Sie verschieben ihren Flug noch einmal. Um eine Woche, auch wenn sie nicht wissen, wie lange das Ganze dauern wird, und ihr Anwalt für Immobilienangelegenheiten weiß es auch nicht. Aber er hat einen Kollegen, der es vielleicht weiß. Technisch gesehen sind sie immer noch im Hotel eingecheckt, und JJ denkt, es könnte wichtig sein, dass sie das auch bleiben, um das Hotel nicht zu warnen. Pope ruft für sie den Anwalt an, nachdem sie ihm in einem schnellen Telefonat alles erzählt haben und er die ganze Zeit nur „Heilige Scheiße" sagt.

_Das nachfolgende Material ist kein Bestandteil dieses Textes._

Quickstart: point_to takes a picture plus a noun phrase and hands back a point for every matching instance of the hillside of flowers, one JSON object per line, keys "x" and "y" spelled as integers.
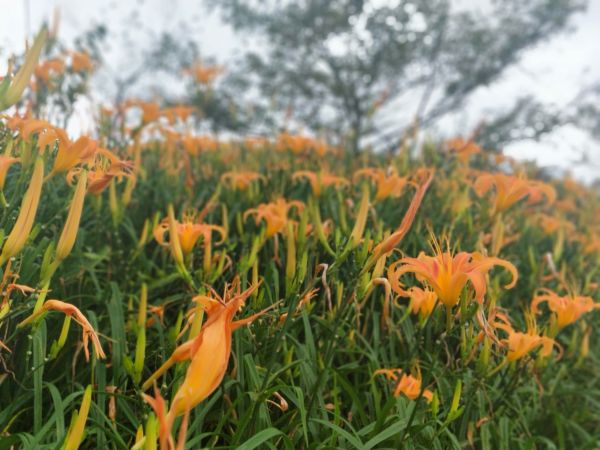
{"x": 164, "y": 289}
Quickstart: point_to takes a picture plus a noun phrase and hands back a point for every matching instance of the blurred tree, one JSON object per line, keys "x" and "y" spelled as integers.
{"x": 335, "y": 64}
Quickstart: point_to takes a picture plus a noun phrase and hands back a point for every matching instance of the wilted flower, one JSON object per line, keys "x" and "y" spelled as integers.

Sie richten sich in Kie's Schlafzimmer ein. JJ liegt auf dem Boden neben Iris, während sie ihre Bauchlage macht, und macht verrückte Grimassen in ihrem Spiegelbild auf der Bodenmatte. Kie trifft die Entscheidung, die Pogues in die Outer Banks zu holen, und JJ hört zu, wie sie ihre Ansprache bei Pope übt, sie mit Sarah und John B verfeinert und mit Cleo perfektioniert.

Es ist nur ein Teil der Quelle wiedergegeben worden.